Change is Perfectly Possible

February 19, 2025

By Allison Iantosca, PCC

In terms of executive coaching, is change really possible? Can a well-intended member of the C-Suite actually understand and modify their own patterns of learned norms? Is a middle manager able to make headway in performative adjustment to feel more centered and capable?

Yes, change is perfectly possible. 

Here is a perspective: For some reason since the early part of this year I can’t seem to quiet the constant whisper that I am missing out on some terrific capability – some built-in mechanism that, if correctly assembled, would finally offer me that ever sought-after sense of being in the right place. Instead, I recurrently find myself surrounded by a deep sense of “not quite”.

Some would tell me it is a mindset issue. That it is a well-worn habit devised to keep me plugging along. As familiar, to me, as taking a breath. But, unlike oxygen, I don’t actually need it to survive…except letting it go feels about as safe as limiting my intake of air.

Every coaching client – and indeed every human I have ever known shows up in a similar state.

We learn and adapt early on to what is our best behavioral shot at handling life. It doesn’t matter if we were born into the best, most supportive of childhood circumstances or the worst. We were once vulnerable beings packing our bags with the best tools we could find to set out on a lifelong journey fraught with every peril ever conceived. And then we practiced that survival every single day. Looking for any validation of success, locking in what worked. Creating habit.

Coaching is about developing an awareness of these habits and, in fact, scaffolding them while exploring their downside and dismantling their overreaching potency. Coaching gives us a sense of range, an ability to see ways to accept and use our other capabilities that may need nurturing. Coaching offers a sturdy platform to try new behaviors.

Trying new ways can be powerful. An actual experience of a wholly different option. An explicit action to debunk the idea that our original habit is the only way. A way to feel differently in a same-old situation. And a coach can assist in developing a trial “experiment” just for us.

Here is a made-up example: Sarah is beleaguered by the same perfectionist tendencies as I described above. She will never be “quite enough.” This perfection habit has driven her since her school days and, for it, she has excelled in every environment. Sarah lives at her edge, constantly looking for the next thing to conquer, always saying yes, always pleasing the hierarchy.

Sarah comes to coaching exhausted and burned out. Even for this she feels like she has failed, unable to be the superwoman who can also hold all her pieces together.

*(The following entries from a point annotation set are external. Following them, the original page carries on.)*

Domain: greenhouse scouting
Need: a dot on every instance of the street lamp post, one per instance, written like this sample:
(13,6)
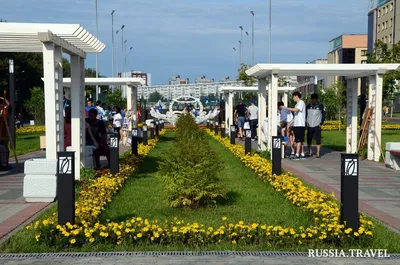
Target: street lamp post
(122,33)
(241,45)
(252,37)
(97,55)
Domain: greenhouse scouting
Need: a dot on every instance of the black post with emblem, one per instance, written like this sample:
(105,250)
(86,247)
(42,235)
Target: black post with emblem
(233,134)
(114,154)
(135,138)
(157,128)
(349,191)
(145,135)
(276,155)
(152,130)
(247,142)
(65,187)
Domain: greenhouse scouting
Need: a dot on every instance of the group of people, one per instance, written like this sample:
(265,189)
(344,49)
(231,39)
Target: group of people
(98,119)
(293,123)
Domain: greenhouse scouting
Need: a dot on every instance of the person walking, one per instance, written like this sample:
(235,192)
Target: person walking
(315,115)
(240,111)
(253,117)
(299,125)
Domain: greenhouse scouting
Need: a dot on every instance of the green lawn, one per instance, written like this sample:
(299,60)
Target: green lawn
(337,140)
(250,199)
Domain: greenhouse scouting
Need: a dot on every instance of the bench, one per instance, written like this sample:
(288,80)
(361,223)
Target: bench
(392,156)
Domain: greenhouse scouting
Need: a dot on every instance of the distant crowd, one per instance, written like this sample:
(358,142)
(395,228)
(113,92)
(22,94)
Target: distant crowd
(293,122)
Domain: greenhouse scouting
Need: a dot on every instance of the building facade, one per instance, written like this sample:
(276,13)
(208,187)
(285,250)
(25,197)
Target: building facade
(347,49)
(383,23)
(305,84)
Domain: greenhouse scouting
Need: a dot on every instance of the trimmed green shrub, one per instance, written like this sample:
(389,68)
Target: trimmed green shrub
(189,169)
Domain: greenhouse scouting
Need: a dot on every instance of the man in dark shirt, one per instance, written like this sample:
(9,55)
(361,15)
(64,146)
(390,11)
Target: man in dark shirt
(240,111)
(96,135)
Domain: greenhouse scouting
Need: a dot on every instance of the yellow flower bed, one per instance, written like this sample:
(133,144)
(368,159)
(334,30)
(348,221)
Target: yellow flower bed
(92,200)
(31,129)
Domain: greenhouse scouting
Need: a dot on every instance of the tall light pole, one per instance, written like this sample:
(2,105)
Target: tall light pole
(241,45)
(252,36)
(116,51)
(112,37)
(122,42)
(270,28)
(97,55)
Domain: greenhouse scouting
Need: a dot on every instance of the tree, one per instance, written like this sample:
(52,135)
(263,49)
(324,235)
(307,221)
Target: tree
(382,54)
(155,97)
(35,105)
(248,80)
(115,98)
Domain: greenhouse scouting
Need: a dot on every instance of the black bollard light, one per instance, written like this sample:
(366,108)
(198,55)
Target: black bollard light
(349,191)
(114,154)
(233,134)
(145,135)
(276,155)
(135,138)
(157,128)
(152,130)
(247,143)
(65,187)
(222,130)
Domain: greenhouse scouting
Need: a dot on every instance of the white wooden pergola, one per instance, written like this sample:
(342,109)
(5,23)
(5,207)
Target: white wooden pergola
(268,74)
(229,92)
(52,40)
(131,83)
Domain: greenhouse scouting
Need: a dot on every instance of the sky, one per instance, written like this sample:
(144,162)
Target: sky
(192,38)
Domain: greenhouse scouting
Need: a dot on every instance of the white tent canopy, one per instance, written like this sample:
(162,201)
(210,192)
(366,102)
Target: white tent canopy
(268,75)
(52,40)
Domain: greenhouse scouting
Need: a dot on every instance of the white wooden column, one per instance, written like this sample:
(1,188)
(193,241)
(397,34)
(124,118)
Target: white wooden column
(274,108)
(371,129)
(378,117)
(134,105)
(59,98)
(50,99)
(262,112)
(352,104)
(76,111)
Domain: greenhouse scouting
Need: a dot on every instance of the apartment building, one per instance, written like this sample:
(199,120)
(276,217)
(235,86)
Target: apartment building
(305,84)
(382,22)
(347,49)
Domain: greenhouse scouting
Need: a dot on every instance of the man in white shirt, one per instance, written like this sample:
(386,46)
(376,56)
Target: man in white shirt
(299,124)
(253,116)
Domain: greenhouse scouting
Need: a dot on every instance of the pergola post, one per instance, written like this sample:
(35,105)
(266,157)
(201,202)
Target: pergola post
(371,102)
(351,129)
(50,95)
(262,108)
(134,106)
(78,132)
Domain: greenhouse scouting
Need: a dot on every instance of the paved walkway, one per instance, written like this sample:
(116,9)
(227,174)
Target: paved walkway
(379,187)
(14,211)
(201,260)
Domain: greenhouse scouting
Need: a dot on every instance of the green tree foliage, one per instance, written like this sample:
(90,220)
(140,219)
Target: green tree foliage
(382,54)
(35,105)
(189,169)
(155,96)
(247,80)
(115,98)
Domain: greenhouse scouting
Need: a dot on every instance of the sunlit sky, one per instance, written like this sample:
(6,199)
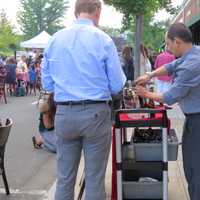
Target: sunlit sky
(109,17)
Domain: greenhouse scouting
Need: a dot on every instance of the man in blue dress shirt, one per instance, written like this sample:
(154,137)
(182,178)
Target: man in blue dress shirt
(186,91)
(82,68)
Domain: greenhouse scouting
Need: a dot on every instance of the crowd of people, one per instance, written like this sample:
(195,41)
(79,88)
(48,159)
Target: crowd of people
(21,77)
(83,74)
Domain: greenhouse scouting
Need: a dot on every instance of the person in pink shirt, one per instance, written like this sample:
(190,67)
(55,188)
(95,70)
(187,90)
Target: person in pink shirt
(163,83)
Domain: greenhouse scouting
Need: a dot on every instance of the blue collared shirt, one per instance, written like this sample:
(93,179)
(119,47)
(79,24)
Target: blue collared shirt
(81,63)
(186,86)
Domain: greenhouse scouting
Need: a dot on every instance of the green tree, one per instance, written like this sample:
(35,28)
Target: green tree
(135,10)
(9,40)
(36,16)
(114,32)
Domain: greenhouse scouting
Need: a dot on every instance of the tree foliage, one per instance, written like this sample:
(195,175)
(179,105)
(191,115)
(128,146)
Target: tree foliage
(36,16)
(9,40)
(153,34)
(137,7)
(131,8)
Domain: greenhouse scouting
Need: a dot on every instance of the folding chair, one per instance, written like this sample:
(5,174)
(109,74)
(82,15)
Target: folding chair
(4,133)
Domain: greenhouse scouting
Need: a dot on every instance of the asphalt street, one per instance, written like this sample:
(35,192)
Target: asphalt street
(30,172)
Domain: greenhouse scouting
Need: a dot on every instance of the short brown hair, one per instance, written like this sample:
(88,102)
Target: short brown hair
(181,31)
(87,6)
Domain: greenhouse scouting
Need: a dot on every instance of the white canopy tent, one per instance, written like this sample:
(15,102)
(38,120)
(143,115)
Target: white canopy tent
(39,42)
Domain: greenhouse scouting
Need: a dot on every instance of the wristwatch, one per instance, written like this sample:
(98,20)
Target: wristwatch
(150,74)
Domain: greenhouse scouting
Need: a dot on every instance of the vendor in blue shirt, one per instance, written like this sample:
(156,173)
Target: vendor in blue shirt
(186,91)
(81,66)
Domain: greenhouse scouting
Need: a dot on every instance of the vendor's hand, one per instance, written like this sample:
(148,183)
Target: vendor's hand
(142,80)
(141,91)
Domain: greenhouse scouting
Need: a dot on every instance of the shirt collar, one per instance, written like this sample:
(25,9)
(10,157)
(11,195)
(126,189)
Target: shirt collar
(84,21)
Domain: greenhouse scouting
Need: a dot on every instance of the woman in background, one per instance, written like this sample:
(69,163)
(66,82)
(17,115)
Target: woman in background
(127,63)
(11,66)
(145,65)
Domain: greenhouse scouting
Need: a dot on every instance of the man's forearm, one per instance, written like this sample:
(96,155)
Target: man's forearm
(159,72)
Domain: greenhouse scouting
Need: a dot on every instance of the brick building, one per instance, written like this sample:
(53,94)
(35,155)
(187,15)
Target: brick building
(189,14)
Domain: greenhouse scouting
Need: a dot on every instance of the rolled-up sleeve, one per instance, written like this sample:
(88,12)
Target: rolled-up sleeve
(180,88)
(171,67)
(47,81)
(114,70)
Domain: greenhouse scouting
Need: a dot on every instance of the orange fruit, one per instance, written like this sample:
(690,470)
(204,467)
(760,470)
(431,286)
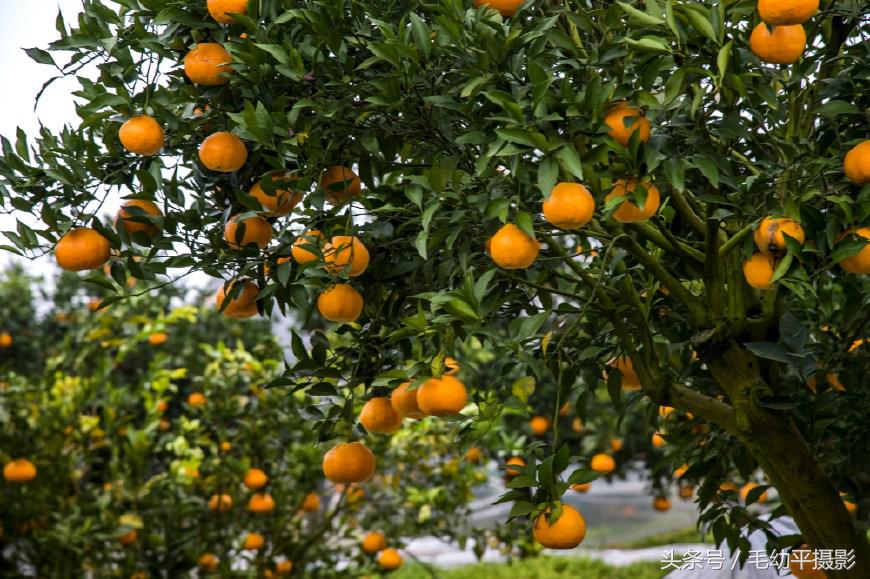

She knows she is losing herself, her husband can’t keep up with her, and she is beginning to resent her CEO. She feels like she has tried everything she can think of to get better but none of it seems to quiet the hum of the engine that drives her.

Over the course of our sessions, Sarah and I build awareness for and deep appreciation of her perfectionism. We put it in the spotlight it seems to crave and lovingly accept all that it has done to get her to this point in her life. We acknowledge gratitude for keeping her safe and alive and thriving.

We also talk about ways she imagines being different. Tapping into parts of herself that have lived in the shadows. Imagining what it might be like to love herself for being more than for all she is doing. We create ways she can begin to experience this part of herself. Not by saying external truisms like “you should act this way” or even “just let go”, but rather little everyday tries at something quite different.

  • Noticing in a meeting when she is the first to speak and seeing what it is like to wait for someone to speak before her.
  • Not responding to the general mailbox PTA email asking for baked goods.
  • Accepting an emotional outburst from her CEO as his work. And, in the moment, imagine building a wall that disconnects herself from the responsibility for his emotion.   
  • Write in a journal every day and every night to gather her thoughts about what matters most to her and identify small examples she noticed throughout her day.
  • Say “Not this year” when her mother-in-law calls about hosting the holiday dinner.
  • Sit down on the couch as soon as she walks in the door. Ten minutes doing nothing but settling into home for the evening.

In other words, trying new approaches – tiny shifts that sound simple and easy but just plain aren’t for someone who only trusts her habit of doing and excelling.

Sarah comes back to our coaching sessions and explores what these experiments were like for her. We note the shifts and create ways she might continue to self-support now that she has tangible examples of what that even means. We allow these changes to take hold inside her being, from the inside out. New experiences that now belong to her. Offer her being loving language that quiets the other voices of survival.

And over time, yes, small, incremental change happens. Over time, change is “perfectly” possible. 

Allison Iantosca, PCC is a Gestalt International Study Center (GISC) trained coach certified by ICF with extensive leadership and management experience. She is an Executive Coach and is the Owner and President of Boston based FH Perry Builder.